Desde un inicio de la lucha, unos querían jalar la protesta a favor del gobierno y otros contra el Congreso, tanto así que la presentación de Aníbal Torres parecía una despedida a lo grande de su cargo, más que un escenario de lucha y protesta, era un teatro público muy bien aprovechado por el gobierno y sus aliados de ocasión.
Y el paro seco y contundente, siguió caminando más allá del libreto de los convocantes y del Gobierno Regional que, buscaban canalizar a sus intereses la protesta. Es cierto que el concierto mayoritario era contra el Congreso, pero a esas alturas nadie defendía ni defiende al gobierno incapaz de Castillo.
Los operadores del Gobierno se comunicaron y acordaron la Mesa de Diálogo de acuerdo a la postura frente al gobierno; un grupo se entregó en cuerpo entero y firmaron todo y de todo, sin ningún resultado; otros llegaron tarde, como dicen, al cierre, aunque en verdad hubo marginación desde los operadores.
Lo real es que no hubo ningún compromiso real y concreto del gobierno, salvo el ofrecimiento de la “mesa de diálogo” como si fuera la vara mágica, para resolver la agenda y la plataforma de lucha que tiene un horizonte de hace treinta años.
Hay varios temas en el tintero, que salen de los hechos:
- ¿Es real el diálogo en momentos en que Aníbal Torres es un PCM en salida y recambio?
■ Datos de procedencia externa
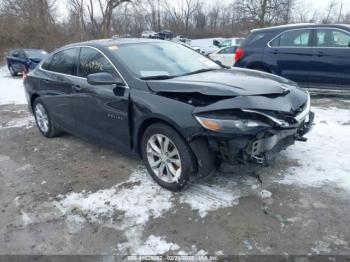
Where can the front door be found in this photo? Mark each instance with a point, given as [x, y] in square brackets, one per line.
[331, 57]
[56, 83]
[102, 111]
Firma sin respaldo, se anuncia un nuevo Gabinete. ¿Valen las conversaciones con dichos ministros que, pueden firmar de todo, pero que no tienen capacidad decisoria?
- ¿Puede haber un diálogo con la región, con ausencia de los Colegios Profesionales, con los frentes provinciales marginados, con los principales gremios desconocidos? Legitimidad cuestionada.
- La Resolución Ministerial de la PCM lejos de ayudar, termina de cuestionar la Mesa de Diálogo, lo encierra en la “temporalidad” como si los problemas, más que decisiones políticas significaran tiempos.
- La Resolución Ministerial solo desea abordar asuntos tangenciales, ningún tema de fondo como por ejemplo: la revisión del contrato de Camisea y Perú Rail, la construcción del Teleférico de Choquekirao, la Asamblea Constituyente, entre otros. Un diálogo de sordos.
Somos partidarios del diálogo y la concertación, pero no creemos en el aprovechamiento oportunista de una “mesa” arreglada y dirigida. Se está repitiendo el libreto fracasado de otros diálogos en regiones.
Se quiere utilizar las justas aspiraciones de la lucha del pueblo, para asuntos menores, como para tapar los límites del Gobierno nacional y regional. Por supuesto que jamás estaremos con la política golpista del Congreso corrupto.
El pueblo demostró grandeza en la lucha, no se dejó utilizar por ninguna consigna, acató el paro en sus puestos de lucha. Repudia al Congreso, pero tiene decepción del Gobierno.